SHANNON & THE CLAMS
Onion (Warner)
This is a kind of partner to the other album reviewed here today, by The James Hunter Six, whose album also bridges the 1950s and the 1960s from an across-the-Atlantic perspective to Shannon & The Clams.
Americans Shannon Shaw and Cody Blanchard have a similarly long history to the English sextet, Onion being their fifth album. And as with the Brits, Shannon & The Clams play a kind of music that long ago went out of fashion but never really fell out of our affections.
If you’re new to the Clam bake, on Onion in the main it’s high emotion girl group pop with that post-Elvis clean American pop rock (think boys with single names and high hair); twang-and-organ surf fare and the Seachers end of the British Invasion; well brushed soul matched by strong dollops of Del Shannon; and even some signs that unlike two or three generations of music makers they haven’t forgotten the splendid Jackie De Shannon.
Some of their older doo-wop and R&B moves have been set aside here with Tryin’ the closest to the slicked hair/pressed suit style, albeit with a rare attempt here to beef up the sound to something modern.
It’s rare because there’s a definite scholarly attention here to the nuances of that period between Elvis and the Beatles: sonically and tonally, Shaw and Blanchard aren’t looking for anachronisms or incongruities.
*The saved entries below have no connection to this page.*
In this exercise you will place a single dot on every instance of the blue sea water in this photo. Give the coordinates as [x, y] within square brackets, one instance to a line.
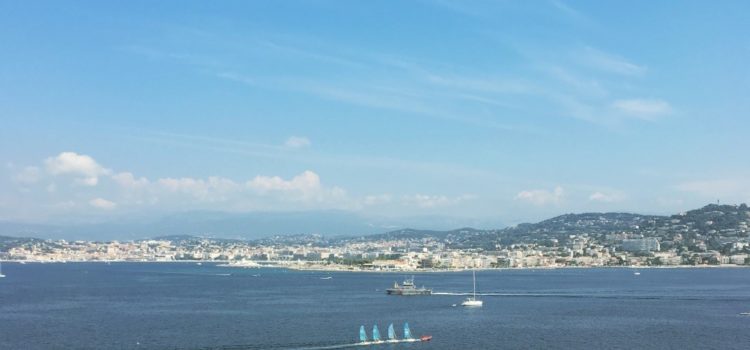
[186, 306]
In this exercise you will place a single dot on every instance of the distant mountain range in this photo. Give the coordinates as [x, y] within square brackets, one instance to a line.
[335, 226]
[225, 225]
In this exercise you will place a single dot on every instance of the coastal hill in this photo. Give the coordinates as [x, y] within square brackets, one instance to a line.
[713, 224]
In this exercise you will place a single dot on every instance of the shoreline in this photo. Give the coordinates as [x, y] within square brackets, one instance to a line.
[298, 267]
Well, except for the very fact of making records that often sound as if they’ve been lifted from a Pye single.
That’s why Tell Me When You Leave sounds like the Everlys backed by the Crickets: thin and wobbly, sweet and simple. And the space exploration-era Strange Wind (with a whistling solo!) may well have come out of the budget studio brain of Joe Meek, a man who probably could make a theremin sound out of tissue paper and comb.
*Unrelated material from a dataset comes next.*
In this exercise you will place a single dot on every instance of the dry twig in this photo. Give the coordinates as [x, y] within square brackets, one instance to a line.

And Backstreets is so unconcerned about hiding its Del Shannon manoeuvres it drops “runaway” in the opening line and I’d not be surprised to hear it was mixed mono.
Almost by definition, if you’re going to play in this sandpit, and do it without knowing winks, you will sound innocent – or naïve, depending on how you view these things. And not everyone can take that affectation for too long.
Even for those of us who don’t mind the sweet-and-innocent, Onion can sometimes feel a bit on the flimsy side – It’s Gonna Go Away would make That Thing You Do, Adam Schlesinger’s sugary gem title track to the Tom Hanks movie, sound like the Velvet Underground.
However, there is pleasure to be had most of the time in Onion’s period costumery and echoes of new fangled transistors, Gidget movies and wondering if that cutie across the aisle will hold your hand after school on the bus.